If I am understanding it correctly, it happened when therapy reopened old wounds?

The closet I have come to relapsing was in a very similar situation. I was forced to attend group therapy, it was torture. It triggered my ptsd and made all my past traumas raw and unmanageable. After the sessions all I could think of was to drink to alleviate the feelings. Luckily I didn't succumb but I did have to leave therapy and accept, for me, it is not healthy.

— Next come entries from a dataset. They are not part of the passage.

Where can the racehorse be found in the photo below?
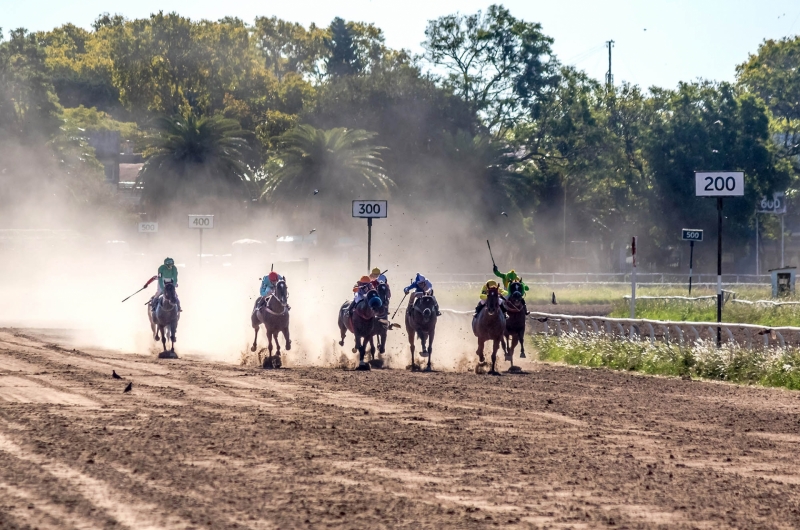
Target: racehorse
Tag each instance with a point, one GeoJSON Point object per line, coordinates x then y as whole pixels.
{"type": "Point", "coordinates": [163, 314]}
{"type": "Point", "coordinates": [489, 324]}
{"type": "Point", "coordinates": [274, 314]}
{"type": "Point", "coordinates": [515, 321]}
{"type": "Point", "coordinates": [421, 320]}
{"type": "Point", "coordinates": [362, 323]}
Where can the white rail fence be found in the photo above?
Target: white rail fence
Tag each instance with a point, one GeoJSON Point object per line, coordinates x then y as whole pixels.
{"type": "Point", "coordinates": [749, 335]}
{"type": "Point", "coordinates": [567, 278]}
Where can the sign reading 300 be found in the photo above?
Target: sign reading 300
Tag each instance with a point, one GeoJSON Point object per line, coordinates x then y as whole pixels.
{"type": "Point", "coordinates": [367, 209]}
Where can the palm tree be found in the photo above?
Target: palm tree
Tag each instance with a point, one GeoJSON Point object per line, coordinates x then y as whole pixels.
{"type": "Point", "coordinates": [190, 157]}
{"type": "Point", "coordinates": [342, 164]}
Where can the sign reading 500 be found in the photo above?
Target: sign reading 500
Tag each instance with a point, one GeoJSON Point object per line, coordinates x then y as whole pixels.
{"type": "Point", "coordinates": [201, 221]}
{"type": "Point", "coordinates": [373, 209]}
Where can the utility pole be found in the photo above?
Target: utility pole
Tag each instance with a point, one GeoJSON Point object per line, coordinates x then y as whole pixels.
{"type": "Point", "coordinates": [609, 76]}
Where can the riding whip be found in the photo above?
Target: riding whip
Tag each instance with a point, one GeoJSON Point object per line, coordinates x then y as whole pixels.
{"type": "Point", "coordinates": [137, 292]}
{"type": "Point", "coordinates": [490, 253]}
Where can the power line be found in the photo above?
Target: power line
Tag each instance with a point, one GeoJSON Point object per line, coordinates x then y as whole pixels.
{"type": "Point", "coordinates": [609, 76]}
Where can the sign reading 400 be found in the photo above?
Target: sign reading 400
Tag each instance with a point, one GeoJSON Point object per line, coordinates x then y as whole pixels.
{"type": "Point", "coordinates": [201, 221]}
{"type": "Point", "coordinates": [370, 209]}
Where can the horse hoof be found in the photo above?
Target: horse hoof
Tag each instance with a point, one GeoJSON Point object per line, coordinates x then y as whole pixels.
{"type": "Point", "coordinates": [376, 363]}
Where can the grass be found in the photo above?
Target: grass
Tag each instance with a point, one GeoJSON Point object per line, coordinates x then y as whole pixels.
{"type": "Point", "coordinates": [773, 367]}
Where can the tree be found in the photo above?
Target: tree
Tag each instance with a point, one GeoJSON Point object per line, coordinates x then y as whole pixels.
{"type": "Point", "coordinates": [340, 163]}
{"type": "Point", "coordinates": [701, 126]}
{"type": "Point", "coordinates": [499, 65]}
{"type": "Point", "coordinates": [773, 74]}
{"type": "Point", "coordinates": [192, 157]}
{"type": "Point", "coordinates": [28, 105]}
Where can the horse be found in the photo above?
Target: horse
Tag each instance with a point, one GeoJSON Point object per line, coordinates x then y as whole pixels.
{"type": "Point", "coordinates": [421, 320]}
{"type": "Point", "coordinates": [515, 321]}
{"type": "Point", "coordinates": [163, 314]}
{"type": "Point", "coordinates": [362, 324]}
{"type": "Point", "coordinates": [489, 324]}
{"type": "Point", "coordinates": [274, 314]}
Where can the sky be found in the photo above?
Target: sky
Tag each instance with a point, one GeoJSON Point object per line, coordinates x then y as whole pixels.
{"type": "Point", "coordinates": [657, 42]}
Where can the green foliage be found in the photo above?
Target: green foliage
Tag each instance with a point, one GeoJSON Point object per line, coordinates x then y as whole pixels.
{"type": "Point", "coordinates": [778, 367]}
{"type": "Point", "coordinates": [500, 65]}
{"type": "Point", "coordinates": [28, 106]}
{"type": "Point", "coordinates": [190, 157]}
{"type": "Point", "coordinates": [340, 163]}
{"type": "Point", "coordinates": [773, 74]}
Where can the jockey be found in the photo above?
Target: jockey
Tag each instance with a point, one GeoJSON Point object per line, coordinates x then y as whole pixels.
{"type": "Point", "coordinates": [268, 283]}
{"type": "Point", "coordinates": [167, 273]}
{"type": "Point", "coordinates": [377, 277]}
{"type": "Point", "coordinates": [421, 286]}
{"type": "Point", "coordinates": [510, 277]}
{"type": "Point", "coordinates": [360, 290]}
{"type": "Point", "coordinates": [491, 284]}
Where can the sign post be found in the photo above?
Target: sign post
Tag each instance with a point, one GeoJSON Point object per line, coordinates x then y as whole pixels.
{"type": "Point", "coordinates": [691, 235]}
{"type": "Point", "coordinates": [719, 184]}
{"type": "Point", "coordinates": [370, 210]}
{"type": "Point", "coordinates": [201, 222]}
{"type": "Point", "coordinates": [776, 206]}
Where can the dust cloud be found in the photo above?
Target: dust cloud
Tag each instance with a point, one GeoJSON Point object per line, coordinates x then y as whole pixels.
{"type": "Point", "coordinates": [74, 273]}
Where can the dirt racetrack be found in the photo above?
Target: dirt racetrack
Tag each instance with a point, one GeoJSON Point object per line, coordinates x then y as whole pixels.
{"type": "Point", "coordinates": [210, 445]}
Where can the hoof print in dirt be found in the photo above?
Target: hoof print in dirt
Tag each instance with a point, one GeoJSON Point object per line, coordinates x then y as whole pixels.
{"type": "Point", "coordinates": [376, 363]}
{"type": "Point", "coordinates": [272, 362]}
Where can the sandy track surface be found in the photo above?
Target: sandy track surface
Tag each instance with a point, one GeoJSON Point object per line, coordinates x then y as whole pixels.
{"type": "Point", "coordinates": [204, 445]}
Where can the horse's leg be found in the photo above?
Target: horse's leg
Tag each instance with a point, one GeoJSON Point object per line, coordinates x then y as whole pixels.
{"type": "Point", "coordinates": [255, 341]}
{"type": "Point", "coordinates": [411, 339]}
{"type": "Point", "coordinates": [286, 338]}
{"type": "Point", "coordinates": [495, 347]}
{"type": "Point", "coordinates": [430, 349]}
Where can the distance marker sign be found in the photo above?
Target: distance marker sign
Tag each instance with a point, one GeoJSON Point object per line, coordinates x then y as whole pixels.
{"type": "Point", "coordinates": [691, 234]}
{"type": "Point", "coordinates": [370, 209]}
{"type": "Point", "coordinates": [719, 184]}
{"type": "Point", "coordinates": [201, 221]}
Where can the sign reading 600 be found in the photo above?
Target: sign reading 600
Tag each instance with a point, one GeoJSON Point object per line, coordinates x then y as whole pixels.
{"type": "Point", "coordinates": [201, 221]}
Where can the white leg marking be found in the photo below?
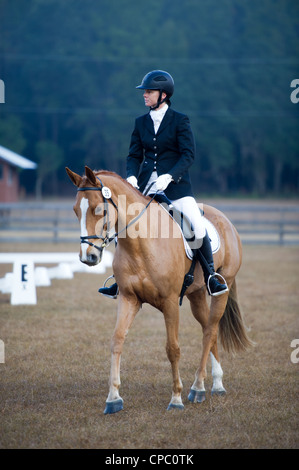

My past does bother me but it is better left there. Sharing it is just to painful and definitely not compulsory to recovery. What works for some doesn't work for others.

Wishing you the best.
Wow do I get this. Thanks for sharing that, Kaily. One reason I relapsed after more than 3 years sober was that I had been attending AA meetings and kept thinking I needed a spiritual solution of some sort to calm the never ending voice of my ego - always complaining and criticizing.. well I was living in a developing country at the time, no wonder. But I decided to dig into the step work and counseling, and over the course of several months it brought up so much emotional baggage from my traumatic and chaotic childhood and early adulthood, not to mention my long and complicated life (as an ACOA), with all those broken relationships and feelings of guilt and remorse - that I eventually sought relief and caved.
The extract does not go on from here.